CVE-2026-25763 is an OS command injection vulnerability classified under CWE-78 affecting OpenProject, an open-source web-based project management software. The flaw exists in the repository changes endpoint (/projects/:project_id/repository/changes) when rendering the “latest changes” view using git log. Specifically, the rev parameter is improperly sanitized, allowing an attacker to inject arbitrary git log command-line options such as --output=/tmp/poc.txt. When OpenProject executes the SCM git log command, Git interprets the injected options, enabling the attacker to write output to arbitrary file paths writable by the OpenProject process user. Although the output is git log data, attackers can craft commits to embed shell scripts, effectively enabling remote code execution (RCE). This RCE can be leveraged to establish reverse shells, escalate privileges, and access sensitive files like /etc/passwd outside the application context. Exploitation requires only the browse_repository permission, which is commonly granted in project collaboration settings. The vulnerability affects OpenProject versions before 16.6.7 and 17.0.3, and has been patched in these releases. The CVSS 4.0 score of 9.4 reflects the vulnerability’s critical nature, with network attack vector, low attack complexity, no user interaction, and privileges required but with high impact on confidentiality, integrity, and availability. No known exploits in the wild have been reported yet, but the potential for severe damage is significant.

For European organizations, this vulnerability poses a severe risk to the confidentiality, integrity, and availability of project management environments. OpenProject is widely used in software development, engineering, and collaborative project management across Europe, including in government, education, and private sectors.
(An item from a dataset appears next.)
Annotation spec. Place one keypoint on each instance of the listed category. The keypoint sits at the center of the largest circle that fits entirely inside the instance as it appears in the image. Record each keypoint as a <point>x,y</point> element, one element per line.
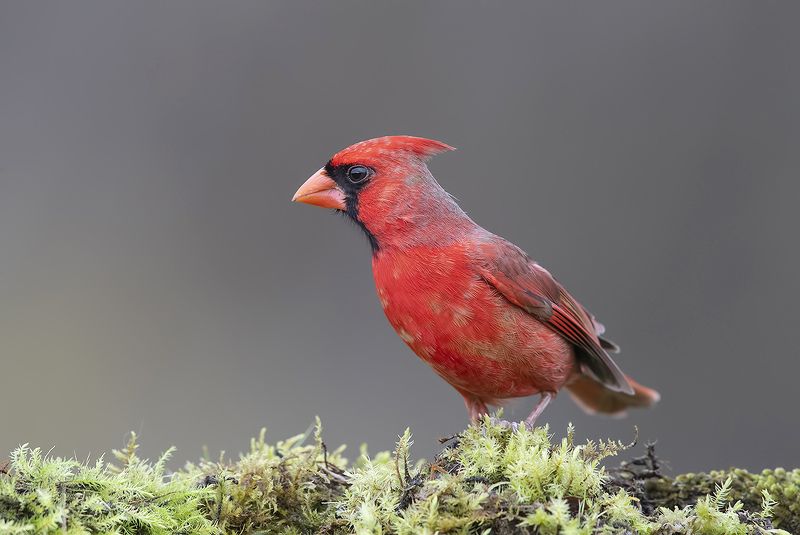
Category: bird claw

Successful exploitation could allow attackers to execute arbitrary code on servers, leading to data breaches, unauthorized access to sensitive internal files, and potential lateral movement within networks. The ability to write arbitrary files and execute shell scripts increases the risk of persistent backdoors and ransomware deployment. Organizations relying on OpenProject for critical project workflows could face operational disruptions and reputational damage. The vulnerability’s exploitation could also impact compliance with GDPR and other data protection regulations due to unauthorized data exposure. Given the ease of exploitation and the commonality of the browse_repository permission, the threat is particularly acute for organizations with collaborative development environments and insufficient access controls.

Organizations should immediately upgrade OpenProject installations to versions 16.6.7 or 17.0.3 or later, where the vulnerability is patched. Until upgrades are applied, restrict the browse_repository permission to trusted users only, minimizing the attack surface. Implement strict input validation and sanitization on parameters that interact with system commands, particularly rev or similar inputs. Employ application-layer firewalls or Web Application Firewalls (WAFs) to detect and block suspicious command injection patterns targeting the repository changes endpoint. Monitor logs for unusual git log command executions or unexpected file writes, especially to temporary directories. Conduct regular audits of user permissions and repository access controls to ensure least privilege principles. Isolate OpenProject servers within segmented network zones to limit potential lateral movement. Finally, maintain up-to-date backups and incident response plans to quickly recover from potential compromises.